Nevertheless, the negative staining technique has advantages in terms of ease of specimen preparation with respect to the vitreous-ice embedding techniques, so it has continued to be used extensively, even if just for checking whether a sample is good enough for the vitreous-ice approach (Bremer et al., 1992). High-contrast embedding media have also been promoted as homogeneous environments for preserving 3D structures Stoops et al 1992, Ris and Allen 1975, Malecki and Ris 1993. It has been our philosophy for some years now Dube et al 1995b, Boettcher et al 1996, Harris et al 1995b, Harris et al 1997, that a high-contrast embedding medium facilitates the data processing as long as it does not interfere with the macromolecular structure and does indeed envelop the molecules completely (in “deep stain”).
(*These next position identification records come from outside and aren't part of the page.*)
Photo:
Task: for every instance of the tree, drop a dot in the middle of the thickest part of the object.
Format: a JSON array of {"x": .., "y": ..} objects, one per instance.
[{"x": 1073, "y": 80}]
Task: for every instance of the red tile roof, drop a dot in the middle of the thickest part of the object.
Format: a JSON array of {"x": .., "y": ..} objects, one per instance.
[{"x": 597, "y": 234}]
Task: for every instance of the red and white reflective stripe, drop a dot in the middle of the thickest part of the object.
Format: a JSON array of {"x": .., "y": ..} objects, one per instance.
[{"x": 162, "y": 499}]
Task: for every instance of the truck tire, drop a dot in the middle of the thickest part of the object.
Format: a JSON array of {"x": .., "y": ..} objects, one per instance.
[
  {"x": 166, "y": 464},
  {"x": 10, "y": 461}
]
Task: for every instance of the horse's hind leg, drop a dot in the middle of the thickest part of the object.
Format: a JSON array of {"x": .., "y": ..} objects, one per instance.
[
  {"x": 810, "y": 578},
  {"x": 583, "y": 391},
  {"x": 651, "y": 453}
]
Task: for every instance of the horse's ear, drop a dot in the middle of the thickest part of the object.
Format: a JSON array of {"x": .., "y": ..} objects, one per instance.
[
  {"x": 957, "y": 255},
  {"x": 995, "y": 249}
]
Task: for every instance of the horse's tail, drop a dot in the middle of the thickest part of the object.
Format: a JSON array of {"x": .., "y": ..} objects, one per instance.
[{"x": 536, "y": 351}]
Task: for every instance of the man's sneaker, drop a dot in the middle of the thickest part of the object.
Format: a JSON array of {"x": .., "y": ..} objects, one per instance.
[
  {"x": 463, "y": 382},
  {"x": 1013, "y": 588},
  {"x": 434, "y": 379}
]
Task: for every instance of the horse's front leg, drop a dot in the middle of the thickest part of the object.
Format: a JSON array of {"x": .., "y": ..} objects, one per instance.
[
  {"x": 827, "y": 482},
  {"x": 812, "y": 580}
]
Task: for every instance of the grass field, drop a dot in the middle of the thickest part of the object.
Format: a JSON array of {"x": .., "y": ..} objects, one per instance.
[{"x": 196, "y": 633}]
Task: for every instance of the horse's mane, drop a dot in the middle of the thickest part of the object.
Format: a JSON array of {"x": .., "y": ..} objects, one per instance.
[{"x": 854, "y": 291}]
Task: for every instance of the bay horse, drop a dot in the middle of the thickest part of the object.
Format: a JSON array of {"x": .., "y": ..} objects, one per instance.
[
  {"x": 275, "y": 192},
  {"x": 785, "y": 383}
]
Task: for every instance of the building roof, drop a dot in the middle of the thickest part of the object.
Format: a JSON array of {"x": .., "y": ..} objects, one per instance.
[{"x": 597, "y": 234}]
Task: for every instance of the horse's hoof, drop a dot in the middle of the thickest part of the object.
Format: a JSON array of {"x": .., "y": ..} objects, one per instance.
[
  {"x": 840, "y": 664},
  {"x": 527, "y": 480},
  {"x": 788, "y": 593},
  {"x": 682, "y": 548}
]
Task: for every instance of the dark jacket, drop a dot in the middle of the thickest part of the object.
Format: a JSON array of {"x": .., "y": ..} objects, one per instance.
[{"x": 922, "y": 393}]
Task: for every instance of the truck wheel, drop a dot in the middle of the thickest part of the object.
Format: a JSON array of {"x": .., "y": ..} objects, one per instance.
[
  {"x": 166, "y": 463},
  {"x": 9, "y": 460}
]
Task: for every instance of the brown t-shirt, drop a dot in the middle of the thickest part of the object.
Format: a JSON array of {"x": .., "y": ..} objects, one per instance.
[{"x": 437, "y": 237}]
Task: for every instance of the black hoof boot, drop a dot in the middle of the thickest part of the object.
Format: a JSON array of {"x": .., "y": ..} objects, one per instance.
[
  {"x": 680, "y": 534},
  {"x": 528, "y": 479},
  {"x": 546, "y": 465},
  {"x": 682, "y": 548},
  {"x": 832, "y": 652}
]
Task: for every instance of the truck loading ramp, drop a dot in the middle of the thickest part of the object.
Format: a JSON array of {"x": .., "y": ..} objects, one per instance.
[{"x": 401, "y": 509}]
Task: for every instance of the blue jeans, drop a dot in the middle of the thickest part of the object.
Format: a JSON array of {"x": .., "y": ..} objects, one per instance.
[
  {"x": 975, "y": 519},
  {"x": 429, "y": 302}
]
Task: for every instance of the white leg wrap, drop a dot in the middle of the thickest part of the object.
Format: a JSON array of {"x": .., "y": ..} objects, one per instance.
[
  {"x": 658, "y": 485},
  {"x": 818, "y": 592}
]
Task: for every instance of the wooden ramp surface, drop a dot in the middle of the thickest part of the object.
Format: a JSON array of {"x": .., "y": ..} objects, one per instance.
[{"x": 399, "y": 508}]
The idea is that the high contrast between protein and medium helps in finding the particle and is instrumental in attaining a good inter-particle alignment. The relatively high contrast between protein and surrounding, however, should preferably not contribute to the internal contrast within the particle. The internal density variations within the protein are expected to be mainly caused by, for example, the secondary structure of the protein. Such high-resolution information remains accessible only by averaging over a sufficiently large number of individual molecular images. A preliminary 3D reconstruction of the Lumbricus terrestris giant hemoglobin structure embedded in glucose/ammonium molybdate was calculated at the 15 Å resolution level (Dube et al., 1995b). We here apply these ideas for the first time to elucidate the 3D structure of a molluscan hemocyanin, KLH1. A preliminary report on this work has been presented (Orlova et al., 1996b).